Öyle ya da böyle bir yıl da böyle geldi, geçti…
Büyük ekonomik kriz ve sıkıntıyla geçen 2022 yılında Kırşehir ne yazık ki hiçbir ciddi yatırım ve hizmet alamadı.
Süleyman Efendi nasırından ne çekmişse, Kırşehir de politikacısından çekti ne yazık ki…
Kırşehir’in toprağından nedense çanak-çömlek olmuyor. Olsa bile tutmuyor, çabuk kırılıyor.
Kırşehir’de siyaset yapanlar, ya da siyasetten bir şey umut edinenler hep “küçük olsun, benim olsun” hesabı içinde olunca kendileri gibi Kırşehir’in de küçülmesine vesile olup gittiler ne acı ki!..
Kırşehir siyasi tarihine şöyle bir baktığınızda bugüne kadar seçip Meclis’e gönderdiklerimizden Kırşehir’e hizmet eden üç-beş milletvekilinden başka kimseyi göremezsiniz.
Çoğu da ikinci kez seçilme şansını kaybedince başka partilere kapağı attılar. Sonunda silindiler, unutulup gittiler!..
Onlar milletvekili olarak geleceğini garanti altına alırken, Kırşehir ve Kırşehirliler hep kaybetti ne yazık ki…
Hatırlıyorum 1990’lı yıllarda SHP’ye Kırşehir üç milletvekili vermişti. O yıllarda DYP ile koalisyon ortaklığı vardı. SHP’nin 50’ye yakın milletvekilinden üçü de Kırşehirliydi. Sabri Yavuz, Hilmi Yükselen ve Coşkun Gökalp. Bu koalisyon hükümetinde SHP’den bütün iller bakanlık koltuklarına otururken, sadece Kırşehir’in üç milletvekiline o koltuk nasip olmamıştı.
Neden?
Çünkü hiçbiri diğerinin bakan olmasını kabul etmediği için.
Ne olurdu sanki bu üç milletvekilinden birisi bakan olsaydı da, Kırşehir biraz hizmet ve yatırım alsaydı.
Ama dedim ya olmuyor Kırşehir’den…
Birbirimizi büyütmüyor, birbirimizi çekemiyoruz, küçülüp gidiyoruz.
Şimdi onlar, onlardan öncekiler ve sonrakiler Kırşehir seçmeninin sayesinde devletten binlerce lira maaş alıyorlar, gelecekleri garanti altında yaşıyorlar.

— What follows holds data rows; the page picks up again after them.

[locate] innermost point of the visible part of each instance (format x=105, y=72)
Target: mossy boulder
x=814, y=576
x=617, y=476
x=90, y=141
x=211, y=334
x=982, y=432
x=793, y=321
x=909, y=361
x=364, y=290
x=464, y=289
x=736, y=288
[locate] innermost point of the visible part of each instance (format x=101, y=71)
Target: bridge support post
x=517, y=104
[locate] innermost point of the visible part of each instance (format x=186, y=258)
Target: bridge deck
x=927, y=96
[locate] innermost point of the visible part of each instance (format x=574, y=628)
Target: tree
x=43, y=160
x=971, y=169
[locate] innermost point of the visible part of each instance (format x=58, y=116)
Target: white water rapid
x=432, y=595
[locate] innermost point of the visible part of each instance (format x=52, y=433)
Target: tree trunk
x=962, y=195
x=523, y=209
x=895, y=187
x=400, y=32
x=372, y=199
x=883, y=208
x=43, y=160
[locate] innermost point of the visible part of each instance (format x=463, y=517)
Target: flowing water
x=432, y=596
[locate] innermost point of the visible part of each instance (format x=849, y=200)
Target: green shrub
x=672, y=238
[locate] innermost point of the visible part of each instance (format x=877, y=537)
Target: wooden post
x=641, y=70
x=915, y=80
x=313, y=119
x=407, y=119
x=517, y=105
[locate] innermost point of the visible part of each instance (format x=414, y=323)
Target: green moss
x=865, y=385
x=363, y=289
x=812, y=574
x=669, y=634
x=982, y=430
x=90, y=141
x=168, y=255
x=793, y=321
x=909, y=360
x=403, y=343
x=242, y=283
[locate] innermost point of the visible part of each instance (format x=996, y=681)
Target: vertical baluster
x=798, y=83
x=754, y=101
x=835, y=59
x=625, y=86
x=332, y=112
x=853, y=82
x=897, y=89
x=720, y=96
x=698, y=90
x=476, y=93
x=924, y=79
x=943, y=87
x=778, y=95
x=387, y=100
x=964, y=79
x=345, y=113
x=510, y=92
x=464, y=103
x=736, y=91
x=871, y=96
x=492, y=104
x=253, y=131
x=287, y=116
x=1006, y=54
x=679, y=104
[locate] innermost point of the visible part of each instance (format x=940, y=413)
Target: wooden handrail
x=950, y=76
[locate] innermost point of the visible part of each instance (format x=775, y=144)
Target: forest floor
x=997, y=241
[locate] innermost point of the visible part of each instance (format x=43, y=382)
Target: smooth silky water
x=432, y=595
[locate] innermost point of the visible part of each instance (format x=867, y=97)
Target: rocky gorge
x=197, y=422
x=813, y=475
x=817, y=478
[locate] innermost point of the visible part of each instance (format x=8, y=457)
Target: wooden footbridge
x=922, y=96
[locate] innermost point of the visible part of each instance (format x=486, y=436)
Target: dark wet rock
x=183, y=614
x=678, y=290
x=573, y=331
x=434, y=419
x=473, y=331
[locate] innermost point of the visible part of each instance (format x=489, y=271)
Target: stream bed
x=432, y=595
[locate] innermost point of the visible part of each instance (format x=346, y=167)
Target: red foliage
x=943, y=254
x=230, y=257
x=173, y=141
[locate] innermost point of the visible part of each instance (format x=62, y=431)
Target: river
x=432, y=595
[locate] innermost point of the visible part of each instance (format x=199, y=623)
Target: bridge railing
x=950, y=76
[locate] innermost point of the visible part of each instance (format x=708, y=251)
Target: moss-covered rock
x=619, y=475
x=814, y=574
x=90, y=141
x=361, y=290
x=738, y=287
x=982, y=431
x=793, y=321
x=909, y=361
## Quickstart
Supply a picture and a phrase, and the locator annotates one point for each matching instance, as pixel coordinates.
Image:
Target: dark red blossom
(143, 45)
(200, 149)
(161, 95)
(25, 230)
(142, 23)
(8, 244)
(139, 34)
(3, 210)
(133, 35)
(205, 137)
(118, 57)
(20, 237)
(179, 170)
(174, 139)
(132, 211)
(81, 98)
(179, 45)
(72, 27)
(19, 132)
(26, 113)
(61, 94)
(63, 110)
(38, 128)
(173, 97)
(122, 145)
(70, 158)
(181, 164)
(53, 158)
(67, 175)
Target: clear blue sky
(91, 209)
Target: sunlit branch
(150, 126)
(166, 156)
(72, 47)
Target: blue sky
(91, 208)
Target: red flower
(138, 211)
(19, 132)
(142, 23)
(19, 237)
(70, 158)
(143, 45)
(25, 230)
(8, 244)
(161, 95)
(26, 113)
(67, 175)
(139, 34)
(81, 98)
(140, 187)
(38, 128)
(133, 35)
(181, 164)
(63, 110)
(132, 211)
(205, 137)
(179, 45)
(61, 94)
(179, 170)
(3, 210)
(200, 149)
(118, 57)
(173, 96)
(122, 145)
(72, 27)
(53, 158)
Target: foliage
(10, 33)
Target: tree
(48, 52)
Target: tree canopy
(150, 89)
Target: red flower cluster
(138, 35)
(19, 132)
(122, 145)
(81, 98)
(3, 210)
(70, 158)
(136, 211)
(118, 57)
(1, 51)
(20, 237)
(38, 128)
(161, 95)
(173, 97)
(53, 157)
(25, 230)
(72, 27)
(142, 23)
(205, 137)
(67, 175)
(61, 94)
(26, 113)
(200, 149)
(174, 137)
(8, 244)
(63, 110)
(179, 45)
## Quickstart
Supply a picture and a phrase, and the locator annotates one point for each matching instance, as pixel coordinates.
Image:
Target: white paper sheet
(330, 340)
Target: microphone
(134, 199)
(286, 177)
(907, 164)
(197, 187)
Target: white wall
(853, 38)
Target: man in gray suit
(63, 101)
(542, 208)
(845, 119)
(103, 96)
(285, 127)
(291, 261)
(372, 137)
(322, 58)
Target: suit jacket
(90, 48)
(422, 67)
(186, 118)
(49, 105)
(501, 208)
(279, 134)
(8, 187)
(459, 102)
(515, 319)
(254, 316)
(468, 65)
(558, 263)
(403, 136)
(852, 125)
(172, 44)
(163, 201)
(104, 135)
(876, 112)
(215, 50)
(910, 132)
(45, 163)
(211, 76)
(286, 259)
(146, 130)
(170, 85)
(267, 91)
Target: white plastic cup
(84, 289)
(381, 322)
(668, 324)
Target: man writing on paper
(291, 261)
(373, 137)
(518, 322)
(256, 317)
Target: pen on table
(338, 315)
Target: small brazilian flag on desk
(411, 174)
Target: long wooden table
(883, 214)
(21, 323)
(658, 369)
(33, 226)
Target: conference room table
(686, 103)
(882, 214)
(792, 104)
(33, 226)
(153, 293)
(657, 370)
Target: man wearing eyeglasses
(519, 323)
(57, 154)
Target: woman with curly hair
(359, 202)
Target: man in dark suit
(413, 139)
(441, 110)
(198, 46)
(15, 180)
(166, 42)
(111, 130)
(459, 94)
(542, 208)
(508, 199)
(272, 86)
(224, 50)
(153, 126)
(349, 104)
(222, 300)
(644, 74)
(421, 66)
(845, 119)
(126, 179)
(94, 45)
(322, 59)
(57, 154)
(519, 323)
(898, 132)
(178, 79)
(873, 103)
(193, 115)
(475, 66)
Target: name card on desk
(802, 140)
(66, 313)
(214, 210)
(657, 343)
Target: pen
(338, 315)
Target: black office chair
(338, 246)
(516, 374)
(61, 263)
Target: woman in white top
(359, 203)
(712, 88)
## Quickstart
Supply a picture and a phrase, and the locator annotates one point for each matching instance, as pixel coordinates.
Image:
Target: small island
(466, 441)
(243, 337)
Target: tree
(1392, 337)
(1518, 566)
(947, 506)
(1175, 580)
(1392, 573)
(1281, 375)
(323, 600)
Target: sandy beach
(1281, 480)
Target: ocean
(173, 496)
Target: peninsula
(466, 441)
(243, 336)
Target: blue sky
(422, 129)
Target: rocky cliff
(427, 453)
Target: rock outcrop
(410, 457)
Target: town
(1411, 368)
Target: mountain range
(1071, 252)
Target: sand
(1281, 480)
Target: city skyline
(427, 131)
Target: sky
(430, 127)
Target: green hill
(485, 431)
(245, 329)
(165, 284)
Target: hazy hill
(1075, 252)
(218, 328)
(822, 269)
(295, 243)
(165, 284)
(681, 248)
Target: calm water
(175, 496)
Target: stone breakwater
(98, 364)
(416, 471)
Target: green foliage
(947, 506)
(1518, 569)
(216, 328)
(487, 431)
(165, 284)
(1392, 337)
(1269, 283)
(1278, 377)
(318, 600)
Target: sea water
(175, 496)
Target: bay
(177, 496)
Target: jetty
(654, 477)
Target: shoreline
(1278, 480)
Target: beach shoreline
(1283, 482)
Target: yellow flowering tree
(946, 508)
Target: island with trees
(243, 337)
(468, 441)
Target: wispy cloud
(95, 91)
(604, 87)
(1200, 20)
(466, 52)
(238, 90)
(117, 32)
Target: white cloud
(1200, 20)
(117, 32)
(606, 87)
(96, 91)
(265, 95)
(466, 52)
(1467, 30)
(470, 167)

Ama Kırşehir’e nokta kadar bir hizmet ve katkısı olmadıklarını bildikleri için olsa gerek Kırşehir’e de gelemiyorlar ne yazık ki…
Kırşehir tarihe mal olmuş, demokrasi mücadelesi vermiş, namuslu, şerefli bir Osman Bölükbaşı gibi, yine kendi yöresinden, yine kendisinin yetiştirdiği rahmetli bir Memduh Erdemir gibi, yine Memduh Erdemir’in talebesi rahmetli bir Kâzım Çağlayan gibi, Prof. Dr. Ramazan Mirzaoğlu ve bir Mikail Arslan gibi milletvekillerini Kırşehir bugün daha çok arıyor. Bugün bunlar TBMM’de olsaydı Kırşehir’in çehresi kim bilir nasıl olurdu?
Bugün bakıyoruz AK Parti iktidarından bir milletvekilimiz var. 4 yıllık görev süresi içinde Kırşehir’de gözle görülür, elle tutular, “şu da benim eserim” diyebileceği bir hizmeti olmadı ne yazık ki!..
Geçmiş yıllara Kırşehir’e kazandırdığı hizmetler var Mikâil Arslan ve Hacı Turan’ın… Yollar, barajlar, okullar, yurtlar… İl ve ilçe merkezlerinde önemli hizmetlerinin olduğunu herkes biliyor.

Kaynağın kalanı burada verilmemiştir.